The first thing to check was the disemboweling scar. The last thing he needed was his guts to fall out in the cage. He’d been checking it daily, but it didn’t look worse for the pounding he was putting it through. Probing the wound, his fingernail plucked at the stitches, measuring the twinges of pain. Despite the fights, the scar felt as healed as it would ever get.
His hands moved over the black bruises crisscrossing his stomach and chest. Pushing along the yellow edges, Cesare felt them out, needing to know how deep they went. Surface bruises were just pain, but if they went into muscle, they’d restrict his movements, break the flow of his dance, and leave openings for others to exploit. Grunting in pain at his own examination, a rush of satisfaction filled him. Most of them were surface with a few penetrating to the muscle.
He smiled into the mirror as his eyes ran over his face, the swelling wasn’t bad. He could still see, and that was what mattered. Being ugly was a kind of freedom. He never worried about his hair or face, and he always knew people saw him for who he was.
The shower left him pink and sweating, smelling of soap and floral shampoo. Cesare slipped into bed with a sigh of pleasure at the feel of the high thread count sheets caressing across leathered skin. There was no need to hide his scars with long shirts and sweat pants when he had the room to himself. Tonight, he could be himself, scars and all.
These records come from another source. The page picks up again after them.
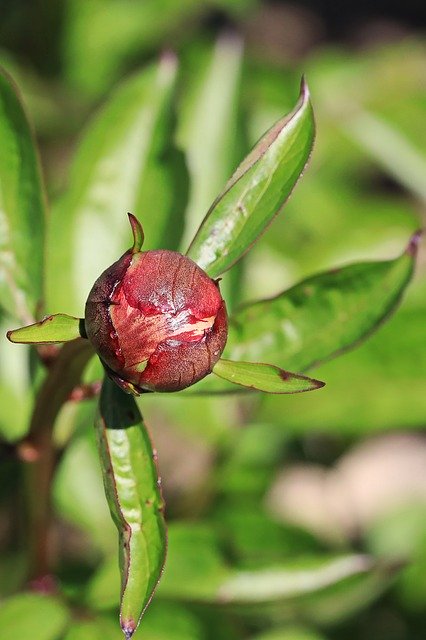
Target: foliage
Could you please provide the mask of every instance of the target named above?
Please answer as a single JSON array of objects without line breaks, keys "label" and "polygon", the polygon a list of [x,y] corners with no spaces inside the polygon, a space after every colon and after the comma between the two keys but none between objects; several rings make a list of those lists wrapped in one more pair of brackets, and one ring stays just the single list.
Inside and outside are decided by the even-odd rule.
[{"label": "foliage", "polygon": [[[126,11],[119,11],[118,3],[108,2],[102,12],[96,3],[66,4],[59,81],[38,76],[10,54],[2,56],[23,91],[21,100],[8,75],[1,75],[3,333],[44,313],[59,314],[44,320],[43,340],[40,325],[14,334],[16,341],[45,342],[37,352],[6,340],[0,345],[0,515],[8,523],[1,532],[0,628],[2,637],[23,640],[121,637],[115,532],[91,428],[102,372],[78,338],[78,320],[65,314],[81,315],[93,280],[127,248],[127,210],[140,216],[147,248],[184,252],[195,236],[189,256],[212,277],[227,270],[286,200],[313,138],[306,88],[295,111],[299,130],[282,119],[295,102],[298,70],[265,61],[253,50],[243,64],[239,38],[222,35],[212,43],[201,27],[196,31],[212,5],[238,20],[255,3],[125,3]],[[183,32],[188,17],[192,37],[178,40],[177,58],[159,56],[164,39]],[[146,64],[151,53],[159,62]],[[134,61],[138,70],[128,74]],[[381,326],[412,278],[419,241],[417,235],[408,238],[419,226],[417,211],[425,200],[426,140],[418,127],[423,66],[424,51],[415,41],[351,58],[339,49],[316,50],[304,62],[318,127],[315,152],[285,212],[223,274],[221,288],[232,311],[226,360],[219,362],[216,377],[187,391],[146,394],[138,406],[132,400],[130,428],[105,429],[115,439],[110,446],[117,465],[120,451],[136,442],[132,473],[142,492],[131,505],[143,496],[139,506],[148,522],[150,492],[156,489],[157,506],[161,496],[139,409],[158,447],[169,548],[138,632],[147,639],[380,638],[388,637],[389,615],[396,640],[422,637],[421,491],[406,489],[399,501],[362,520],[312,500],[307,484],[304,494],[294,494],[300,502],[292,509],[286,496],[294,485],[281,474],[301,461],[311,476],[300,475],[300,481],[318,472],[320,487],[325,471],[318,465],[338,465],[364,436],[423,426],[421,264],[401,308]],[[111,89],[123,75],[129,77]],[[26,111],[47,168],[47,225]],[[221,191],[265,130],[254,156]],[[67,152],[68,137],[77,132],[80,141],[65,179],[52,140]],[[245,224],[236,227],[232,220]],[[72,341],[58,356],[50,343],[66,340]],[[246,371],[247,361],[274,366],[261,369],[259,378],[259,367],[266,365]],[[254,380],[274,391],[282,384],[278,367],[302,373],[318,367],[315,377],[327,385],[294,397],[228,394],[237,388],[229,380],[239,377],[247,386]],[[286,384],[303,388],[305,380],[315,382],[294,375]],[[106,391],[98,427],[99,421],[105,427],[120,418],[108,413],[105,398]],[[46,445],[49,429],[53,437]],[[419,452],[421,447],[419,441]],[[125,492],[128,479],[126,470]],[[47,548],[40,580],[33,562],[36,542],[46,533],[43,513],[50,511],[46,483],[54,515],[49,526],[59,543],[56,556]],[[22,489],[26,520],[18,521],[11,514]],[[112,496],[110,491],[110,503]],[[323,511],[328,505],[328,517],[315,520],[316,503]],[[347,496],[346,503],[351,513]],[[114,509],[118,520],[134,516],[132,509]],[[122,579],[127,571],[127,585],[142,608],[162,566],[162,518],[151,524],[148,543],[138,547],[148,549],[130,570],[121,540]],[[145,532],[138,535],[144,538]],[[142,569],[141,575],[150,553],[155,570]]]}]

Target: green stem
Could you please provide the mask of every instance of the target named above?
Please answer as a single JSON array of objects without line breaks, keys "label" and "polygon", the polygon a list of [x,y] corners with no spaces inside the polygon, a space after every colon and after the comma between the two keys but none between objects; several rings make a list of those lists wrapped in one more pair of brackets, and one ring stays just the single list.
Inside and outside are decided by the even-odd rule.
[{"label": "green stem", "polygon": [[53,426],[92,355],[91,344],[82,338],[62,347],[38,393],[28,436],[18,447],[26,466],[30,580],[38,580],[50,572],[50,494],[56,461]]}]

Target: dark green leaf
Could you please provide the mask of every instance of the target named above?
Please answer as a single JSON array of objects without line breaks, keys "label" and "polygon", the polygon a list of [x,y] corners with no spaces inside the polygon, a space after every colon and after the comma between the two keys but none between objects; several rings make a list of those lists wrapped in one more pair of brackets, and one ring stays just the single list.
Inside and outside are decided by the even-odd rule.
[{"label": "dark green leaf", "polygon": [[309,159],[313,140],[312,106],[302,81],[294,111],[279,120],[243,160],[188,250],[188,256],[211,277],[239,260],[281,209]]},{"label": "dark green leaf", "polygon": [[7,332],[11,342],[21,344],[52,344],[55,342],[68,342],[81,337],[80,325],[82,320],[67,316],[65,313],[57,313],[46,316],[40,322],[30,324],[27,327],[13,329]]},{"label": "dark green leaf", "polygon": [[161,576],[166,553],[156,454],[132,396],[105,378],[96,432],[105,492],[119,532],[121,627],[130,638]]},{"label": "dark green leaf", "polygon": [[257,362],[233,362],[220,359],[213,373],[233,384],[266,393],[300,393],[324,386],[324,382],[284,371],[272,364]]},{"label": "dark green leaf", "polygon": [[247,305],[232,318],[226,355],[304,371],[348,349],[396,308],[413,274],[417,241],[415,234],[395,260],[335,269]]},{"label": "dark green leaf", "polygon": [[32,132],[0,70],[0,300],[31,322],[43,294],[45,201]]},{"label": "dark green leaf", "polygon": [[57,640],[70,614],[56,598],[22,593],[2,602],[0,629],[2,640]]},{"label": "dark green leaf", "polygon": [[52,210],[49,309],[81,313],[91,284],[128,248],[127,211],[142,222],[145,249],[177,247],[187,176],[171,142],[176,77],[176,59],[164,56],[125,82],[89,125],[69,189]]}]

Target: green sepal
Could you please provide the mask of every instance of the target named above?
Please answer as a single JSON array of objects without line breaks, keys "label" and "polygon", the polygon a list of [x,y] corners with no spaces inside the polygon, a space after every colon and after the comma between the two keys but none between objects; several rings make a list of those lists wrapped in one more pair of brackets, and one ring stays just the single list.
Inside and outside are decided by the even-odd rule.
[{"label": "green sepal", "polygon": [[160,579],[166,555],[164,502],[152,448],[132,395],[105,377],[96,435],[105,493],[119,533],[120,623],[135,632]]},{"label": "green sepal", "polygon": [[46,316],[40,322],[7,332],[10,342],[22,344],[55,344],[86,338],[84,320],[65,313]]},{"label": "green sepal", "polygon": [[213,373],[228,382],[265,393],[300,393],[324,386],[324,382],[297,373],[284,371],[272,364],[233,362],[220,359]]},{"label": "green sepal", "polygon": [[141,223],[137,219],[133,213],[128,213],[130,226],[132,227],[133,233],[133,247],[131,249],[132,253],[139,253],[142,249],[143,242],[145,240],[144,232]]}]

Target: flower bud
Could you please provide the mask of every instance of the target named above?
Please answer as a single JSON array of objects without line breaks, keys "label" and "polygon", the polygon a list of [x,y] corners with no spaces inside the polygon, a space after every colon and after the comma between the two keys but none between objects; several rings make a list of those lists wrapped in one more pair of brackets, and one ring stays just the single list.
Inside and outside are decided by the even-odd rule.
[{"label": "flower bud", "polygon": [[[140,251],[142,229],[96,280],[86,303],[89,340],[129,391],[179,391],[212,371],[225,347],[227,315],[217,282],[175,251]],[[138,235],[139,234],[139,235]]]}]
Laying in the dark, Cesare turned on his side, suddenly lost in the wolfs ancient eyes. Laying down across from him, its face was only inches away. Staring into the wolfs eyes, the emotions flowing through the bond were too primordial for understanding. It didn’t matter if he understood, didn’t matter that they were so different nothing could ever bridge the distance between them.
The wolf had stood by his side. Guarded his meager possessions while he fought and bleed. Cheered him when the world thought he’d fail and walked beside him when everything had fallen away as little more than tinsel and rotting meat. His words were a poor way to repay that, but they were all he had. “Thank you.”